Analysis of the candidate target genes for mutation in microsatellite instability-positive cancers of the colorectum, stomach, and endometrium.
- S Semba
- H Ouyang
- S Y Han
- Y Kato
- A Horii
- Corresponding author:
Published online on: Saturday, April 1, 2000
Microsatellite instability (MSI) in human carcinoma DNA is a characteristic phenotype observed in hereditary non-polyposis colorectal cancer and also in some human sporadic cancers including multiple primary carcinomas. In this study, we analyzed mutations in the hCHK1, E2F4, hMSH3, and hMSH6 genes in MSI+ human cancers arising in colorectum, stomach and endometrium.
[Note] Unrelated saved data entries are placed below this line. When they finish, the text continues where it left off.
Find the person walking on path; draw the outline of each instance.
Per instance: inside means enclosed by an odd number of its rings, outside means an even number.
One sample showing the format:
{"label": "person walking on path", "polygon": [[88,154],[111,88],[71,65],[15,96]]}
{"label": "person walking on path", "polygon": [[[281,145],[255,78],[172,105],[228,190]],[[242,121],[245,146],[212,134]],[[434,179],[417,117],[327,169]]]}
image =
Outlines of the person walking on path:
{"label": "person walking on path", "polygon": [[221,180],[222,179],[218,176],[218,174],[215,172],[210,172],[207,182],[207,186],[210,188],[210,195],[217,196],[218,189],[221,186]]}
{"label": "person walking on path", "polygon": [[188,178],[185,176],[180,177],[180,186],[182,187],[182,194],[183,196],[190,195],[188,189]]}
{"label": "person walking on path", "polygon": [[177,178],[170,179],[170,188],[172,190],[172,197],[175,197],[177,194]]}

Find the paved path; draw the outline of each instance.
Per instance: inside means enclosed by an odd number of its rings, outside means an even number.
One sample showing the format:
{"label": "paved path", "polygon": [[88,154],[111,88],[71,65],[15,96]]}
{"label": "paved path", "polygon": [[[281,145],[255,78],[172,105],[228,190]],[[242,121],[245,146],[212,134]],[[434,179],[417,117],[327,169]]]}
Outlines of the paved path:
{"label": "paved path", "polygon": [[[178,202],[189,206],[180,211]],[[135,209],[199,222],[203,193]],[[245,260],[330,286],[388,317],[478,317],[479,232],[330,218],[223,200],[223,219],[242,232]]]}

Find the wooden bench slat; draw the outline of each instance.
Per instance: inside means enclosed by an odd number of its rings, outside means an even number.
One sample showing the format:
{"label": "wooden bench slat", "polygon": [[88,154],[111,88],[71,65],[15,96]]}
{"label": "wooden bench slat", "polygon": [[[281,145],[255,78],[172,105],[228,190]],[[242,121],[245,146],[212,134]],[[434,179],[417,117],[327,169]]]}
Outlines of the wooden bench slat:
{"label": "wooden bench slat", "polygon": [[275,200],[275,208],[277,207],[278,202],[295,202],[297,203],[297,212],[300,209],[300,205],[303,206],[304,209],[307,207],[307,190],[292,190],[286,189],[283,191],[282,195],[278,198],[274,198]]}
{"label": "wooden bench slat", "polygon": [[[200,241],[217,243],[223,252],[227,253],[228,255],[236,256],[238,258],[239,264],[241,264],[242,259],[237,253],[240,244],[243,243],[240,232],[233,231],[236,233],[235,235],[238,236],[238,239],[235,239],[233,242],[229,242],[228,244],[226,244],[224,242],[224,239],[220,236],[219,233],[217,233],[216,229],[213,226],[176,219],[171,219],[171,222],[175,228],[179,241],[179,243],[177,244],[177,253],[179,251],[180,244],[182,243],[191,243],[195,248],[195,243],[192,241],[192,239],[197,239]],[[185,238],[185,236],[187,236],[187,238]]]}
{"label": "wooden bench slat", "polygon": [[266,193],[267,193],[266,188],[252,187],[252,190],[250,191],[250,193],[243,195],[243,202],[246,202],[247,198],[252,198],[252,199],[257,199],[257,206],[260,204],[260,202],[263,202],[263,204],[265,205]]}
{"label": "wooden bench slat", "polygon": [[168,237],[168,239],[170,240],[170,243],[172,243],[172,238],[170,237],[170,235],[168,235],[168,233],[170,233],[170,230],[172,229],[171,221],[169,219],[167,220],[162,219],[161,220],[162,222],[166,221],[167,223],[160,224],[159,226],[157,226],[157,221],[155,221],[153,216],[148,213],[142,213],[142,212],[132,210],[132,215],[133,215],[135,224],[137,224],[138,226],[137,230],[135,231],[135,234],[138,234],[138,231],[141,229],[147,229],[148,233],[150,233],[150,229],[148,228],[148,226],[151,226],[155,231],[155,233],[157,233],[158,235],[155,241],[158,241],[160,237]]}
The E2F4 and hMSH3 genes were mutated in all tumor types. Interestingly, the hMSH6 gene was mutated in colorectal and gastric cancers but not in endometrial cancer; this is similar to the TGFbetaRII gene. It is notable that the mutation status of the secondary mutators, hMSH3 and hMSH6, did not influence slippage-related frameshift mutations in genes harboring simple tandem-repeats, which suggests that the MSI phenotype may be affected mainly by abnormalities in the primary mutator genes, not by the secondary mutator genes. No mutations were observed in the cell cycle checkpoint gene hCHK1; mutations of this gene are thought to have a limited role, if any, in at least the tumor types analyzed in this study.